2. The method according to claim 1, wherein the method is characterized by, The mass ratio of lithium-containing, rubidium-, and cesium-containing ore, lithium slag, inorganic salts, and limestone mentioned in step 1) is 1:0.2~1.0:0.2~1.0:0.05~0.3; The liquid-to-solid ratio of the water to the clinker is 2~5 mL / g; The roasting temperature in step 1) is 750~950℃ and the time is 10~120min; the leaching temperature is 25~95℃ and the time is 30~90min.
3. The method according to claim 2, wherein the calcium sulfate is produced as a byproduct. The lithium, rubidium, and cesium-containing ores mentioned in step 1) include one or more of lepidolite, lithium-containing clay, and cesium garnet; The lithium slag includes spodumene smelting slag and / or lepidolite smelting slag. The inorganic salts include one or more of sodium chloride, potassium chloride, calcium chloride, sodium sulfate, and potassium sulfate.

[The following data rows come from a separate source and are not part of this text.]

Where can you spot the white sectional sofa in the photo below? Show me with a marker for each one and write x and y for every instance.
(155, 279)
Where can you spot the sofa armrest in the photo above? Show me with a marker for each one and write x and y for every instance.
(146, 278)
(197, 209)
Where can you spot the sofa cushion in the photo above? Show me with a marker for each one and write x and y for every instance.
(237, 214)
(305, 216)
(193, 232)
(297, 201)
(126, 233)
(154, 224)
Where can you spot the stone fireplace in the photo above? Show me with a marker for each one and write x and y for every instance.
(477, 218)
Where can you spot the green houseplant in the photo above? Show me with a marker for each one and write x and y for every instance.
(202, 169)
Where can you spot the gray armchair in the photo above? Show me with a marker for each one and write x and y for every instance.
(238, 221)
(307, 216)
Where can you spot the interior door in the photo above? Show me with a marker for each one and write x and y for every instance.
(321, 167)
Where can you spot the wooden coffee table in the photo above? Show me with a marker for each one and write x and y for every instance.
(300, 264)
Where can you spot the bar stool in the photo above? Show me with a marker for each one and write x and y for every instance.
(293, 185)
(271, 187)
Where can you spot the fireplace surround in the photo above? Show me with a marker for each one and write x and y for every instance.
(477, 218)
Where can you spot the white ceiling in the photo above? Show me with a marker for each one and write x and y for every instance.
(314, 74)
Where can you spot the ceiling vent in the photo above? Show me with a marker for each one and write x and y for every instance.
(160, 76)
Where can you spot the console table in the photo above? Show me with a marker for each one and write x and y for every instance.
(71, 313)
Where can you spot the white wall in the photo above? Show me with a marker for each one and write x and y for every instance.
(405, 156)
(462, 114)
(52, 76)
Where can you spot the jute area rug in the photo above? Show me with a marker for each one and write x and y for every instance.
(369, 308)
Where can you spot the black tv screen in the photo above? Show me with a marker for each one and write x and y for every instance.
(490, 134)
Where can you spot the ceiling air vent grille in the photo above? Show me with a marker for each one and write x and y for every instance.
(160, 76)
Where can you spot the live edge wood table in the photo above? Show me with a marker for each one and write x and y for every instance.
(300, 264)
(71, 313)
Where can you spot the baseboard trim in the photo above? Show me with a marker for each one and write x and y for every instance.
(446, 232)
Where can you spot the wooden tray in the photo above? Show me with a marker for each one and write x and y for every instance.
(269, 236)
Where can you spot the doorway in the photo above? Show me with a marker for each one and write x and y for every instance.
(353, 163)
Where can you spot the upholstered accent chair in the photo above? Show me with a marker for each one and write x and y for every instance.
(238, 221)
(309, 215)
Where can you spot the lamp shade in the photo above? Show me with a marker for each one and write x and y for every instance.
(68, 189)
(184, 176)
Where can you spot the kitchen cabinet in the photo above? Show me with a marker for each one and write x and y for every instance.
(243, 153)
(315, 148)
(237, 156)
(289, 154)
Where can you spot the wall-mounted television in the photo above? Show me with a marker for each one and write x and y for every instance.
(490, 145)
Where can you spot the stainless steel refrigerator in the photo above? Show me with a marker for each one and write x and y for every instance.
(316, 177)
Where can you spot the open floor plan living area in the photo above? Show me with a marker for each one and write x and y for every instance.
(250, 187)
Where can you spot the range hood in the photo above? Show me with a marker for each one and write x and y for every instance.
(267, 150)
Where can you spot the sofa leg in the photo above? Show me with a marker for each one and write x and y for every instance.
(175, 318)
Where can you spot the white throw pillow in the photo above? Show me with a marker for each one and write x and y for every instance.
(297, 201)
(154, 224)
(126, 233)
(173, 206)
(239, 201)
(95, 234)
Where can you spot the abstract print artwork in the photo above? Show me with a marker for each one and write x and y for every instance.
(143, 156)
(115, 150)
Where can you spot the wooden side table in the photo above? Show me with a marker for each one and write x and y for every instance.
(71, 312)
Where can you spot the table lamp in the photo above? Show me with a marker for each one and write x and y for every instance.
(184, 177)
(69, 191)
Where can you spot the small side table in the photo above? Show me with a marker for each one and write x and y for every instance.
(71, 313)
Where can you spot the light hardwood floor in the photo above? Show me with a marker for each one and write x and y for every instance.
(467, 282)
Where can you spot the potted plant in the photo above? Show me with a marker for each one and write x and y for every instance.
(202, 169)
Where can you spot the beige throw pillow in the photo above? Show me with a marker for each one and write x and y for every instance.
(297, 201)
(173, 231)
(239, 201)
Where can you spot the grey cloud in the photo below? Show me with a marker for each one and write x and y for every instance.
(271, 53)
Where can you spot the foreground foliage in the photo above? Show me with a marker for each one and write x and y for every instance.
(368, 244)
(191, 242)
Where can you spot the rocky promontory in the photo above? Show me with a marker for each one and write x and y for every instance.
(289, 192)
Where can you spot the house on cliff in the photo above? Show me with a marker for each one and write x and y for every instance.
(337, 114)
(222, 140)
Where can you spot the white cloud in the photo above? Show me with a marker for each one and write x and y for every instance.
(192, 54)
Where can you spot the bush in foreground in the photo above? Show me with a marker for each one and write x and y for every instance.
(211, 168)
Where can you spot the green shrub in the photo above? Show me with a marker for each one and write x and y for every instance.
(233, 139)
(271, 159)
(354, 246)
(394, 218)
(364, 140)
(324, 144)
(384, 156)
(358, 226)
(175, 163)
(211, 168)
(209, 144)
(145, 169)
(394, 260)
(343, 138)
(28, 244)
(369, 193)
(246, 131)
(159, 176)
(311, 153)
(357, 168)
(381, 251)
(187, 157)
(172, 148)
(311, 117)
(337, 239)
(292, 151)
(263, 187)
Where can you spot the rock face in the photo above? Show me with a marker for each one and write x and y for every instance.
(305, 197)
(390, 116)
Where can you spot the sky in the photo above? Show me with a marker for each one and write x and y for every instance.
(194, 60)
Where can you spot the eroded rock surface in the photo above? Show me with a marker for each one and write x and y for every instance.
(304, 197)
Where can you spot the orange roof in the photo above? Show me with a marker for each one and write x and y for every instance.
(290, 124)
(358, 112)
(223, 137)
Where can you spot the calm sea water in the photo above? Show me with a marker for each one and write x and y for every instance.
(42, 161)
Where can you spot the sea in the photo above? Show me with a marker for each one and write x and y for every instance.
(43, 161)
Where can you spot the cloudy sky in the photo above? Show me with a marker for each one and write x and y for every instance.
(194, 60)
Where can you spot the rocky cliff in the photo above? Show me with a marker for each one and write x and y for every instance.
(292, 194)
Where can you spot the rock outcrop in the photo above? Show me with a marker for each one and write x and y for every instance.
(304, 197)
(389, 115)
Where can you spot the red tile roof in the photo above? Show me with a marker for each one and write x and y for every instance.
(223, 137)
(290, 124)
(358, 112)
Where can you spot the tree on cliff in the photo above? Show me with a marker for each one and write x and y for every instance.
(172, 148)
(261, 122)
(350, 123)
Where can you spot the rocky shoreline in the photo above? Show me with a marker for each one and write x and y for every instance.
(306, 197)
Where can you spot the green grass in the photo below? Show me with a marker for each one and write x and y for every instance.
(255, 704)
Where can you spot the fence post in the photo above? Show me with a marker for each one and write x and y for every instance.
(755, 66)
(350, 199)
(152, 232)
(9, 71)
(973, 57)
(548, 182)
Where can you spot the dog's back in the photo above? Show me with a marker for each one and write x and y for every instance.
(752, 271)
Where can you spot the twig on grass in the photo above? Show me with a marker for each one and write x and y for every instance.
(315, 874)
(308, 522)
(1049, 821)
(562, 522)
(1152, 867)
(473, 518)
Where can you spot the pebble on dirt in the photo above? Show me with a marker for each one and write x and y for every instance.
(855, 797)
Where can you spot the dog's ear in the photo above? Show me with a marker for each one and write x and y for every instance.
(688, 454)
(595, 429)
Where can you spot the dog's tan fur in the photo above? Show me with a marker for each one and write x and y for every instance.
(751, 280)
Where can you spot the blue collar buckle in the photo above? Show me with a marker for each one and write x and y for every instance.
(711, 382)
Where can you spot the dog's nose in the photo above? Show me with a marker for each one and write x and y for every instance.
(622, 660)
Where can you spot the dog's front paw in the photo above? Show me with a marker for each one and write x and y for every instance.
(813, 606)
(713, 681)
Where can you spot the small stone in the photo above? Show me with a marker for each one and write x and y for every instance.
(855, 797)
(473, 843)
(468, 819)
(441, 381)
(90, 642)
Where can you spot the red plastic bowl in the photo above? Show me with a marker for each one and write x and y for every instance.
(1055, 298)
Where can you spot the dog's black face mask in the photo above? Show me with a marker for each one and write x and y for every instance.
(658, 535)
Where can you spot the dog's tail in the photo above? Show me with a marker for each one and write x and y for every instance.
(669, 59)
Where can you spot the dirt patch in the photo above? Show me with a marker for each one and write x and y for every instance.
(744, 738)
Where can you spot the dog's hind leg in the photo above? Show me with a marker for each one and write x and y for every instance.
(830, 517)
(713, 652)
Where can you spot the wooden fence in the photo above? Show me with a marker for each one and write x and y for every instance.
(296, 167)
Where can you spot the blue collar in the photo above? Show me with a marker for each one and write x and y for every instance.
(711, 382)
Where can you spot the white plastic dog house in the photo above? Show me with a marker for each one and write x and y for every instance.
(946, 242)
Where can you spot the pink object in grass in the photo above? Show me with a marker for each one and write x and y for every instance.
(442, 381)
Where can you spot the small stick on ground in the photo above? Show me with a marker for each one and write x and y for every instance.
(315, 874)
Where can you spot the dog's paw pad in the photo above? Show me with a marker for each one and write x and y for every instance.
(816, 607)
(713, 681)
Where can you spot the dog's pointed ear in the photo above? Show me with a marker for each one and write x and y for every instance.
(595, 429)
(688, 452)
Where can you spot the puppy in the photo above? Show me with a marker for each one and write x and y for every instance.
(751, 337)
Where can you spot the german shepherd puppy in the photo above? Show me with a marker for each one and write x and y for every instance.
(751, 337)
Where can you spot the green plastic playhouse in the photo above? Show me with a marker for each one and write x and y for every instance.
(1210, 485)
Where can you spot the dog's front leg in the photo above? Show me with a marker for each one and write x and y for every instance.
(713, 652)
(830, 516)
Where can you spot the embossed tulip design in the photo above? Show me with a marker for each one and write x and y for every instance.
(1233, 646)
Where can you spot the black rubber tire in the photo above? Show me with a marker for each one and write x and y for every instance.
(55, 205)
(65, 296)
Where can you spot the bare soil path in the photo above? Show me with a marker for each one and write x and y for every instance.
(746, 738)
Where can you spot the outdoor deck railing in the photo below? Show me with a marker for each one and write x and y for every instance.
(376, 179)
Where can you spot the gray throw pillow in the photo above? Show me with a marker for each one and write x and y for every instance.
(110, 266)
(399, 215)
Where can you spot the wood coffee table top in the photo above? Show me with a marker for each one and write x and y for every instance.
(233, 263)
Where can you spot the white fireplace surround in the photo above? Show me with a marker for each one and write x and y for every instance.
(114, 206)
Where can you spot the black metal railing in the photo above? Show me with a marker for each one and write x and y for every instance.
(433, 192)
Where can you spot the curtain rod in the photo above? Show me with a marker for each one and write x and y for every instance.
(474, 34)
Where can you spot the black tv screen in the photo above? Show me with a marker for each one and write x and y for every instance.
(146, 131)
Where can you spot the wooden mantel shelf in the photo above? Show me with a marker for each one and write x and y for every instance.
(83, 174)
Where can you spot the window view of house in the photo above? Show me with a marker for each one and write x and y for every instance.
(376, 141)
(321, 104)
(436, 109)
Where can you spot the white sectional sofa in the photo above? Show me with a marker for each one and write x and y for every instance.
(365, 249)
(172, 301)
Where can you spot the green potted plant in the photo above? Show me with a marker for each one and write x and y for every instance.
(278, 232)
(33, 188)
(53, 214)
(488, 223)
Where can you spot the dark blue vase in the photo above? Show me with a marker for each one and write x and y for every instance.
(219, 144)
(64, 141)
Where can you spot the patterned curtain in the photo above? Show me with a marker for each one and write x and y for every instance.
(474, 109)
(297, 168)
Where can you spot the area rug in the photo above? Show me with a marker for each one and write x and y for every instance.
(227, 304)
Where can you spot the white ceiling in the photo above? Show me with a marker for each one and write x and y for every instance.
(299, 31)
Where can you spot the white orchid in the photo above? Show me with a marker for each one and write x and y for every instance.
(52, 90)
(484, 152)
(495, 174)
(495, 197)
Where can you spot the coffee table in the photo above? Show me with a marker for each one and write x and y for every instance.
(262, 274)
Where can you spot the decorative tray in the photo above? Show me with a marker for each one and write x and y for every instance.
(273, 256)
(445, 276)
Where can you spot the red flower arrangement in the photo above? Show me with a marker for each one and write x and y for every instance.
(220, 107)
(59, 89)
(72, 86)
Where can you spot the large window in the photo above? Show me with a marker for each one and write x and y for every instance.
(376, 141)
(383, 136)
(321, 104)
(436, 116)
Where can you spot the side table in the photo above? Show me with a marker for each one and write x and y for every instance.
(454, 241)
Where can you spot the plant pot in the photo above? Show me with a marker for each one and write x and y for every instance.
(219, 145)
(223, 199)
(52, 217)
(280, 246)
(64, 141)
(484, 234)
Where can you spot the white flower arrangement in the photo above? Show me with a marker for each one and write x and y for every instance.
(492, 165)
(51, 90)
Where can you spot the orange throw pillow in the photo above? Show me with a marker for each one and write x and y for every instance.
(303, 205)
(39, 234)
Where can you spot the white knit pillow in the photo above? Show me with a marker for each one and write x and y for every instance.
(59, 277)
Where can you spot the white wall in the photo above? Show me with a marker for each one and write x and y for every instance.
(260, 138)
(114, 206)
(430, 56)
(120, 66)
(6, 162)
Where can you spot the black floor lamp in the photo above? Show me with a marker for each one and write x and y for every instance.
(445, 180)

4. The method according to any one of claims 1 to 3, wherein the method is characterized by, The mass concentration of sulfur in the lithium slag in step 1) is 2-30 wt% based on sulfate; the particle size of the lithium slag is 5-300 μm.
5. The method according to claim 4, wherein the calcium sulfate is recovered as a byproduct. The liquid-to-solid ratio of the chloride salt solution to the preliminary desulfurized lithium slag in step 2) is 5~25 mL / g; The mass concentration of the chloride solution is 5-30 wt%; The temperature for pressure boiling desulfurization in step 2) is 100~200℃, and the time is 5~20min.
6. The method according to claim 5, wherein the calcium sulfate is recovered as a byproduct. The chloride salt solution mentioned in step 2) includes sodium chloride solution and / or potassium chloride solution.
7. The method according to claim 6, wherein the calcium sulfate is recovered as a byproduct. In step 3), the molar ratio of calcium chloride to sulfate ions in the leachate is 1.0~1.2:1; The reaction is carried out at a temperature of 10-50°C for a time of 10-30 minutes.
8. The method according to claim 7, wherein the calcium sulfate is recovered from the lithium slag. Step 3) also includes removing impurities from the sulfate-free solution for the preparation of valuable metal salts.
9. The desulfurized lithium slag obtained by the desulfurization method for lithium slag with calcium sulfate as a byproduct according to any one of claims 1 to 8, characterized in that, The mass concentration of sulfur in the desulfurized lithium slag is 0.05~0.2wt% based on sulfate.